We have a 28-foot Zinger made by Thor. Even though the owner’s manual says you can run the AC on a 110 outlet, I’ve heard that this will shorten the life of the unit, as opposed to running on a 30 amp. I also heard that you should never run the AC on low because it’ll freeze up. Is this true or false? Thanks, Dave. —Ron
The typical roof air conditioner operates on 120-volt power supplied by the distribution center of an RV. This is often referred to as “110 volt.” However, it should be somewhere close to 120 volts. This 120-volt source can be sized for 15/20-amp, 30-amp, or even 50-amp power.
The typical roof air conditioner will run at approximately 14 amps at full draw, with older units (pre-1990) pulling as much as 18 amps. So, when your question refers to “110 volt” listed in the owner’s manual, I believe you are referring to a residential-type outlet such as a garage versus a 30 amp referring to a campground source like the one pictured, right?

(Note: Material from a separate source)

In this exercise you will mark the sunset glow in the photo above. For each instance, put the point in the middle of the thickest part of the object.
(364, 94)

Most of your residential outlets such as this are connected to a 20-amp circuit breaker, which would typically be enough power to run your roof AC. However, these are usually connected to other outlets in the garage that have refrigerators, air compressors and other energy-drawing items. Plus, when you plug in your shoreline power of the RV and turn on the roof air conditioner, it is typically not the only thing drawing power, as you probably have the refrigerator or water heater on too. These all draw power as well as draw 12-volt power from the house batteries, which means the converter/charger will turn on occasionally.
Use a surge protector
What can harm your compressor and fan motor in a roof air conditioner is running on low voltage. The ideal voltage is 120 volts and nothing lower than 113 volts as the unit will still run, but so will labor and increase in amp draw and eventually go bad. Using a surge protector such as this Surge Guard model will monitor the voltage, show the amp draw, and shut down if the voltage drops below a safe level.